16. Turning to the case in hand in the light of above discussions, we are of the view that whatever income is generated on this investment by way of dividend that is exempted under Section 10(33) of the Act and in that case the interest expenditure incurred on the borrowed funds which were invested in shares is not allowable against the dividend income or other income of the assessee in view of the provisions of Section 14A of the IT Act. If the assessee succeeds in proving that by having controlling shares in the group companies it earns this much of profit, which is chargeable to tax, the pro rata interest expenditure may be allowed to be deducted but it has not been proved so far. In these circumstances, we are of the view that after the insertion of Section 14A one has to look to the investment and income earned therefrom in the light of provisions of Section 14A and not otherwise.
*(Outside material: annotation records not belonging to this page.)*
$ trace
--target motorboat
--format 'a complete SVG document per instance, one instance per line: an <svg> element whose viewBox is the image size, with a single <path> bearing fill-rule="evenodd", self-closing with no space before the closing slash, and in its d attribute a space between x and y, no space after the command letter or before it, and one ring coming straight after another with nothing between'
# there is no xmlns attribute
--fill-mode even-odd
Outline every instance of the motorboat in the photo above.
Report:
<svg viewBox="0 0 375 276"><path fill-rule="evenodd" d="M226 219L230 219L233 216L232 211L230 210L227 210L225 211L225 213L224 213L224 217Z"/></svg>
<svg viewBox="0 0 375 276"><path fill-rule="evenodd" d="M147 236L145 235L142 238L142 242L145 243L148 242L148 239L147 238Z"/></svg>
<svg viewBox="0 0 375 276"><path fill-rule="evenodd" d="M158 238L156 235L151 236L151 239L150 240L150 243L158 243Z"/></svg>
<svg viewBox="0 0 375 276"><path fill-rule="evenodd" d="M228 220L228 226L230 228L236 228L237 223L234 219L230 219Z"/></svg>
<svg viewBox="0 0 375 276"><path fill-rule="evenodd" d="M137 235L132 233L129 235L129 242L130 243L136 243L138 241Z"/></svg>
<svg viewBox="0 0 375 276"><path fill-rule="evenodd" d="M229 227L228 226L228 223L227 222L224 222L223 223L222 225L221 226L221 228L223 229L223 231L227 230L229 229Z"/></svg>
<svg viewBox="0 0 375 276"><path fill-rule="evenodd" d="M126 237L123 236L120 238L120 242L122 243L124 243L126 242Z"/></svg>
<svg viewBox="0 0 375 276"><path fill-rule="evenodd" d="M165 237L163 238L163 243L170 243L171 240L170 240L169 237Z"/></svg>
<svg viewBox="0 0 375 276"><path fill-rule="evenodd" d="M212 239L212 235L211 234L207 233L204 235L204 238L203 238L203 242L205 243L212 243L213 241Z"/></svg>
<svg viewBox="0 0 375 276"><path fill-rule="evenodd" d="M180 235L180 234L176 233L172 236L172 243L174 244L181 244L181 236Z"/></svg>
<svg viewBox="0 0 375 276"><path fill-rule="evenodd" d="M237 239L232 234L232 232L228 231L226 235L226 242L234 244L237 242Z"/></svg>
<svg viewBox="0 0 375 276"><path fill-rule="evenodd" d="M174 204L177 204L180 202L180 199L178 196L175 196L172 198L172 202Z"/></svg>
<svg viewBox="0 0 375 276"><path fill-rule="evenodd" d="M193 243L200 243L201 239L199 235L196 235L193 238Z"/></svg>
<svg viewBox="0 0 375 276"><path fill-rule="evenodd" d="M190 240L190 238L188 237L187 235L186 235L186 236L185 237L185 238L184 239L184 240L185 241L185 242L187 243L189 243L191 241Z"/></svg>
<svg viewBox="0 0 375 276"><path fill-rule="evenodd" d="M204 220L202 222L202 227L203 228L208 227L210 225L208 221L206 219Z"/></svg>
We (are) therefore, of the view that the Revenue authorities are justified to disallow the pro rata interest expenditure from the taxable income.

17. In view of the decision with regard to ground No. 1 stamp duty paid cannot be allowed, as it increases the capital of the assessee. Hence, ground Nos. 2 and 3 are dismissed.

18. Ground No. 4 is consequential in nature. ITA No. 6593/Mum/2005

19. Through this appeal, the assessee has assailed the order of the CIT(A), who has confirmed the penalty levied under Section 271(1)(c) of the IT Act.

20. Having carefully examined the rival submissions and from the careful perusal of the orders of authorities below, we find that AO has levied the penalty under Section 271(1)(c) on account of an addition made for disallowance of the pro rata interest expenditure incurred on the borrowed funds, which were invested in finance as well as purchase of shares, against the interest income of the assessee, after invoking the provisions of Section 14A of the IT Act. During the course of hearing, the learned Counsel for the assessee has invited our attention to the various judgments, which were referred to by the parties in the foregoing appeals with the submission that the issue where the expenditure incurred to earn taxable and non-taxable income is indivisible, the entire expenditure are to be allowed against the taxable income is a debatable one and once the assessee has taken a particular view in the light of some judicial pronouncement, the act of the assessee does not attract any penal action, i.e. penalty under Section 271(1)(c) of the Act. Albeit the situation has been changed after the introduction of Section 14A to a statute, but it does not mean that its violation attracts the penalty under Section 271(1)(c) of the Act. From the perusal of record, we find that assessee has raised the claim under the bona fide belief, as such it cannot be held that assessee is guilty of concealment of income or furnishing of inaccurate particulars. We, therefore, do not find any merit in the penalty levied under Section 271(1)(c) by the Revenue authorities. Accordingly, we set aside the order of the CIT(A) and delete the penalty.

21. In the result, ITA No. 963/Mum/2004 is dismissed and ITA No. 6593/Mum/2005 is allowed.